NEW TO THEATERS! The framework for Kate Tsang’s Marvelous and the Black Hole is entirely familiar, exploring territory many films have dealt with before. Navigating tried-and-true terrain is not an immediate detriment to a movie because it gives a filmmaker the opportunity to bring their voice and vision to a story. This is something Tsang accomplishes with her sweet and affectionate feature-length debut (she previously directed five shorts).
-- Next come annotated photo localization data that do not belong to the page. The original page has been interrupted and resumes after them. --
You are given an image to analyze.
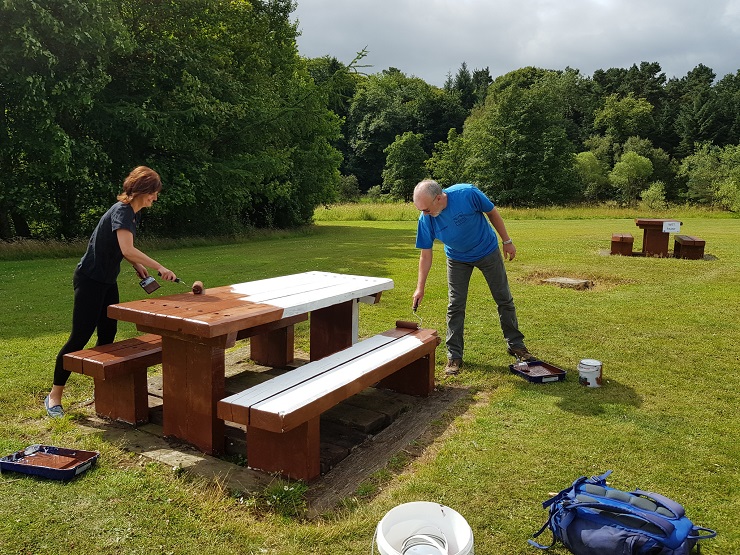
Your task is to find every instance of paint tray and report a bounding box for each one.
[0,444,99,480]
[509,360,566,383]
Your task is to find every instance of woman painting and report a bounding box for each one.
[45,166,178,417]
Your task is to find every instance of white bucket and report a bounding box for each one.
[578,359,602,387]
[374,502,474,555]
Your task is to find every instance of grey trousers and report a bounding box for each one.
[445,250,525,360]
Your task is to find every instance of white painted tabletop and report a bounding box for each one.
[229,271,394,317]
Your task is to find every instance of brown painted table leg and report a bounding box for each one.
[310,300,355,361]
[161,336,226,454]
[250,325,294,367]
[641,228,670,257]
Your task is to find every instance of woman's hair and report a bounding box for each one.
[117,166,162,203]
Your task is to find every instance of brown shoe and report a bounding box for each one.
[444,358,463,375]
[507,346,538,362]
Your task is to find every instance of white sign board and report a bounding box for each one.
[662,221,681,233]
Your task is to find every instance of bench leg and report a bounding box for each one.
[93,368,149,425]
[376,353,435,397]
[247,417,321,481]
[610,240,633,256]
[250,325,295,367]
[675,243,704,260]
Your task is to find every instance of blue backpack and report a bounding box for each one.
[529,471,716,555]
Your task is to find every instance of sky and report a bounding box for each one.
[291,0,740,86]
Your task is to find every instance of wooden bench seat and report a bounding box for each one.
[217,326,440,481]
[610,233,634,256]
[63,334,162,424]
[674,235,705,260]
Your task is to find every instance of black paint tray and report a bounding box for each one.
[1,444,99,480]
[509,360,566,383]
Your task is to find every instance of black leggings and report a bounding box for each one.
[53,268,119,386]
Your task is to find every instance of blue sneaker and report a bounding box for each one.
[44,395,64,418]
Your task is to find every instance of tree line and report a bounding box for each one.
[320,60,740,210]
[2,0,739,240]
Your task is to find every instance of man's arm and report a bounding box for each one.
[486,207,516,260]
[412,248,433,308]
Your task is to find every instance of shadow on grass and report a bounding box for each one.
[481,363,643,416]
[543,378,643,416]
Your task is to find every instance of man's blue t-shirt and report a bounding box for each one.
[415,184,499,262]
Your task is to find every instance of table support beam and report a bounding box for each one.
[309,300,356,361]
[161,336,225,454]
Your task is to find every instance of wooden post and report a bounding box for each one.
[247,417,321,481]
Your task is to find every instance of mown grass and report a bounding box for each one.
[1,208,738,554]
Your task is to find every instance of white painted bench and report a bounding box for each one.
[217,326,440,481]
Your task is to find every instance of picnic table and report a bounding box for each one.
[107,271,394,454]
[634,218,682,257]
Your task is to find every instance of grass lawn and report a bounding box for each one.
[1,207,738,554]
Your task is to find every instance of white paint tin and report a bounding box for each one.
[578,359,602,387]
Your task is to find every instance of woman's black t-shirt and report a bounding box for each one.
[77,202,139,284]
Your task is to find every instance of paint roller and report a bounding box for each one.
[396,300,423,329]
[158,273,205,294]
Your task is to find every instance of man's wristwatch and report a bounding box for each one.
[502,239,513,245]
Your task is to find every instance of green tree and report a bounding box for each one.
[346,69,465,190]
[92,0,340,233]
[640,181,668,210]
[471,67,493,107]
[306,54,365,176]
[608,151,653,205]
[460,68,578,206]
[594,93,654,145]
[713,71,740,146]
[453,62,475,110]
[2,0,342,238]
[336,174,361,202]
[574,151,610,201]
[678,143,740,208]
[674,65,721,158]
[426,128,468,187]
[622,136,679,200]
[0,0,128,238]
[382,132,427,201]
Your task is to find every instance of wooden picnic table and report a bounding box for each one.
[634,218,682,257]
[107,271,394,454]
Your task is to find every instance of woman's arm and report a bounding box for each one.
[116,229,176,280]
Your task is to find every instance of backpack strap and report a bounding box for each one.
[529,471,614,550]
[588,470,613,484]
[688,526,718,541]
[528,510,560,549]
[631,489,685,518]
[570,501,676,537]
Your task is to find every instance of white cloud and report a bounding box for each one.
[292,0,740,85]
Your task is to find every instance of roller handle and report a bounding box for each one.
[157,272,190,287]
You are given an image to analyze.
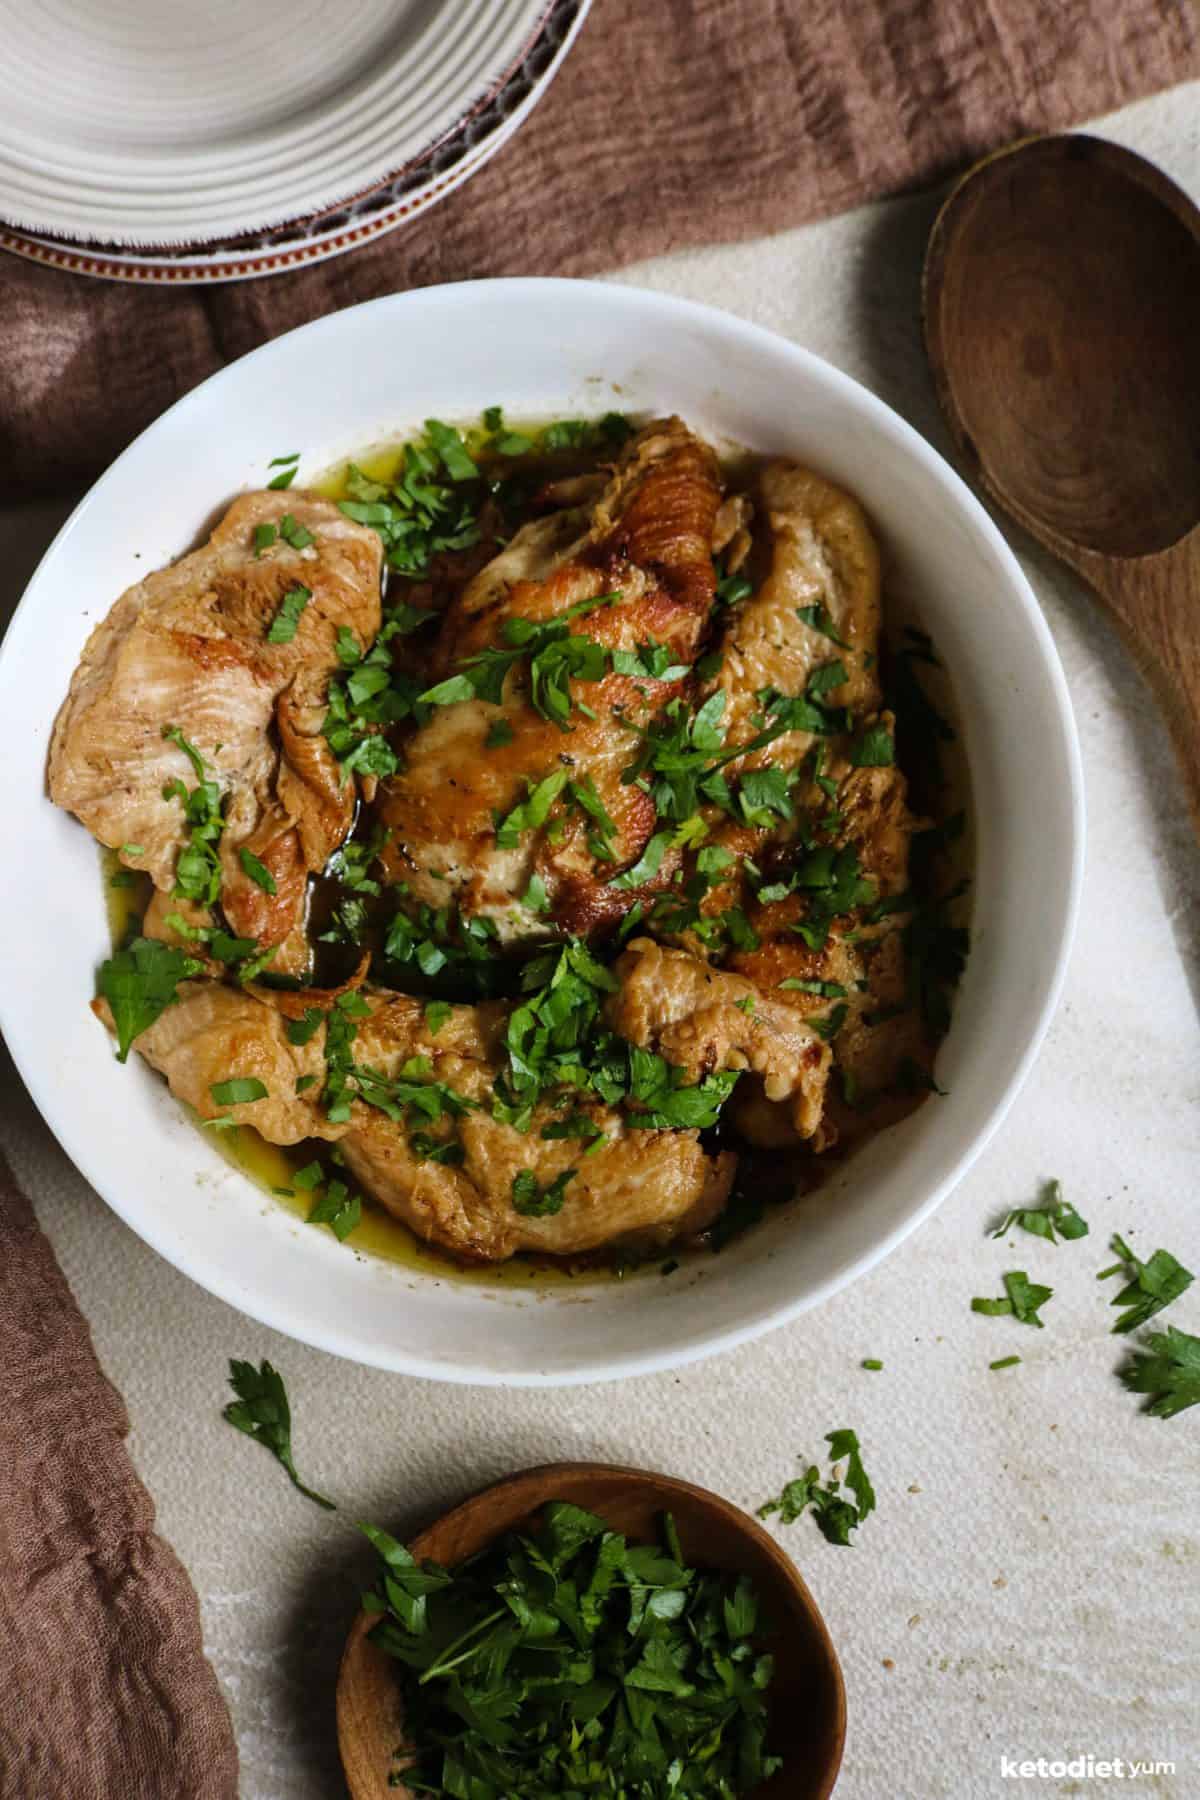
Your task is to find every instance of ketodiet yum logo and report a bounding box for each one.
[1000,1755,1176,1781]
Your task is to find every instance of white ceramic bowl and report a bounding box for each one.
[0,280,1083,1385]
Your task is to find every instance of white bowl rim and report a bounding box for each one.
[0,278,1085,1385]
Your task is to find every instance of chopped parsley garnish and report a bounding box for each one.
[265,583,311,644]
[796,602,849,647]
[850,723,895,767]
[716,570,753,608]
[424,999,453,1036]
[420,591,622,729]
[989,1356,1021,1371]
[360,1499,780,1796]
[253,523,277,556]
[337,430,483,578]
[1098,1234,1193,1334]
[521,871,550,913]
[238,846,278,895]
[990,1179,1088,1244]
[424,417,477,482]
[511,1167,575,1216]
[809,1002,848,1042]
[266,454,300,490]
[97,937,202,1061]
[277,512,315,551]
[491,940,742,1137]
[321,604,432,780]
[485,717,514,749]
[222,1358,334,1509]
[609,828,671,890]
[209,1077,268,1106]
[779,978,848,997]
[1120,1326,1200,1418]
[286,1007,325,1046]
[495,768,569,849]
[862,1358,883,1371]
[539,412,632,453]
[971,1270,1053,1328]
[318,988,473,1131]
[161,726,226,904]
[758,1429,876,1545]
[305,1177,362,1242]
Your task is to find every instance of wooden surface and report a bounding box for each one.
[336,1462,846,1800]
[923,133,1200,831]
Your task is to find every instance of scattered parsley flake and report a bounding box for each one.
[1098,1233,1193,1334]
[972,1270,1053,1328]
[238,846,278,895]
[209,1077,268,1106]
[266,583,311,644]
[1120,1326,1200,1418]
[990,1178,1088,1244]
[511,1167,575,1217]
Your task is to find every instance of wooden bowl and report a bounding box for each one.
[337,1461,846,1799]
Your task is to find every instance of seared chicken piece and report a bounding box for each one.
[50,492,381,951]
[117,978,734,1262]
[373,419,722,943]
[96,981,342,1145]
[714,461,883,771]
[606,939,832,1141]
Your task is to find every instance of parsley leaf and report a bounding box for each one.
[1098,1233,1194,1334]
[1120,1325,1200,1418]
[511,1167,575,1216]
[796,602,848,646]
[238,846,278,895]
[222,1359,334,1509]
[424,999,453,1036]
[306,1177,362,1242]
[990,1178,1088,1244]
[972,1270,1053,1328]
[758,1429,876,1545]
[265,583,311,644]
[277,512,315,550]
[210,1078,268,1106]
[97,937,203,1061]
[851,723,895,767]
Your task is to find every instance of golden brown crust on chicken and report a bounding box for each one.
[49,491,381,951]
[373,420,722,945]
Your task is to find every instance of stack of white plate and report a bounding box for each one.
[0,0,589,284]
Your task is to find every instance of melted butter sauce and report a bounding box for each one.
[106,423,973,1290]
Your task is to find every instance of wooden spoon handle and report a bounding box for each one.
[1088,533,1200,837]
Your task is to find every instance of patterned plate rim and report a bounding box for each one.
[0,0,587,281]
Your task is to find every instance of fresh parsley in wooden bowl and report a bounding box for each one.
[336,1461,845,1799]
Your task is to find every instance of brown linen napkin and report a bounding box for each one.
[2,0,1196,500]
[0,1153,238,1800]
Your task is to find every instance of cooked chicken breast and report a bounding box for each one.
[372,419,723,943]
[116,977,734,1262]
[606,939,832,1140]
[50,492,381,950]
[713,460,883,773]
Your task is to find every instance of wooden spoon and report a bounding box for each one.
[337,1461,846,1800]
[923,134,1200,830]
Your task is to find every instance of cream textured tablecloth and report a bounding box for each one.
[2,83,1198,1800]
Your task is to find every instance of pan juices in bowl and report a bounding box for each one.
[0,280,1081,1381]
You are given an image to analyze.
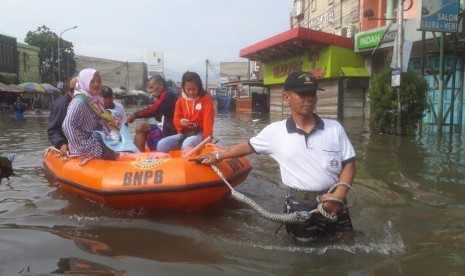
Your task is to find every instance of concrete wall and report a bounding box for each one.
[76,55,147,91]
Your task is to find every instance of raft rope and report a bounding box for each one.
[43,147,93,166]
[210,164,356,224]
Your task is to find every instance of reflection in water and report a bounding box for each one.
[1,110,465,275]
[363,131,464,205]
[51,225,222,263]
[53,257,125,275]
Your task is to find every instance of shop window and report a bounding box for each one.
[410,58,420,71]
[23,53,27,71]
[295,0,304,17]
[310,0,316,11]
[445,57,452,70]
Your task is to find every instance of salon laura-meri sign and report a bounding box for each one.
[420,0,459,33]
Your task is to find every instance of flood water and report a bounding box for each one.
[1,106,465,275]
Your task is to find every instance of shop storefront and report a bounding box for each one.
[240,27,370,119]
[354,18,465,130]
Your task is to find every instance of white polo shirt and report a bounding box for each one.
[249,115,355,191]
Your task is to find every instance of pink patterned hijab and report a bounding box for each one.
[74,68,104,111]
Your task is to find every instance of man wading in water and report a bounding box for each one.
[201,71,356,244]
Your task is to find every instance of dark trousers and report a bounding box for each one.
[101,142,117,160]
[284,188,354,243]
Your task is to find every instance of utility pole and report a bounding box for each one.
[57,25,78,87]
[126,61,130,90]
[205,59,209,92]
[396,0,404,135]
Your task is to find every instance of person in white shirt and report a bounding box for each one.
[99,86,139,151]
[201,71,356,244]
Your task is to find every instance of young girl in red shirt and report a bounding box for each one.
[157,71,214,154]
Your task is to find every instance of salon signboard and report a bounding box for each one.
[420,0,459,33]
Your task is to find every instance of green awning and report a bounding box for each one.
[340,67,370,77]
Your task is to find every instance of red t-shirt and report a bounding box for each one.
[173,93,214,138]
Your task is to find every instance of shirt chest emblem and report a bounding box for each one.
[329,158,339,168]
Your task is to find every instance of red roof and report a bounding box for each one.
[239,27,354,62]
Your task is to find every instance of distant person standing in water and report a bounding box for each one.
[12,96,27,120]
[33,97,42,114]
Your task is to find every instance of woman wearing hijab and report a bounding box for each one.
[62,68,116,160]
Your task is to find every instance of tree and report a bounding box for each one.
[369,67,429,135]
[166,79,175,88]
[24,25,76,85]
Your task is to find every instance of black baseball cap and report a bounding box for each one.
[101,86,113,98]
[283,71,324,93]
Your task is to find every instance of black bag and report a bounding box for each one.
[0,156,14,182]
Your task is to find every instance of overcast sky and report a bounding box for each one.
[1,0,291,82]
Thirteen-year-old Sammy Ko (Miya Cech) is having a difficult time. Not only is she trying to explore the trials and tribulations of being a teenager, but her mother also passed away, and her father (Leonardo Nam) has started dating again. Sammy and her sister Patricia (Kannon) cope with their new lives in different ways. Sammy has resorted to rebelling in any way she can, skipping classes, smoking in the school bathroom, and even sporting a black eye caused when she hit a door while running away from school security.
“Sammy, defiant as ever, shows up late, skips classes, and, while doing so, meets Margot…”
Sammy’s father has had enough of her erratic behavior and decides to enroll her in a summer course called “Intro to Small Business” at a community college. She must attend every class and pass, or he will send her to boot camp. Sammy, defiant as ever, shows up late, skips classes, and, while doing so, meets Margot (Rhea Perlman). Margot is a magician who forces Sammy to help her with one of her demonstrations, which evolves into an unlikely mentorship, which in turn sees the pair become friends.
The young person/ older person dynamic of Marvelous and the Black Hole has been played up many times before for wacky laughs such as St. Vincent and The Way, Way Back. Of course, the mentor/ mentee trope has been used for dramatic purposes since time immemorial. Tsang strikes the right balance between quirky and something more tender. Her tonal shifts between comedy and character study never clash, which gives the film a fun, sensitive, humanistic touch. Marvelous and the Black Hole never feels like it panders to either character and how they desperately need to learn from one another.
Cech has a handful of acting credits to her name already, but Marvelous and the Black Hole is the kind of movie that will garner her loads of attention. Sammy comes off as very frustrating, but Cech imbues the character with a layer of understanding and empathy. She is at a crossroads in her life, having experienced a tragedy that no young person should. How can we judge her for her behavior? Tsang and Cech work together to present Sammy as someone who is hurting, not someone seeking to cause chaos in every moment of her life. Cech is the heart of the film and coupled with her chemistry with Perlman, Marvelous and the Black Hole emerges as a sweet coming of age tale, worthy of experiencing, even if you feel like you’ve seen it all before.
"…Cech imbues the character with a layer of understanding and empathy."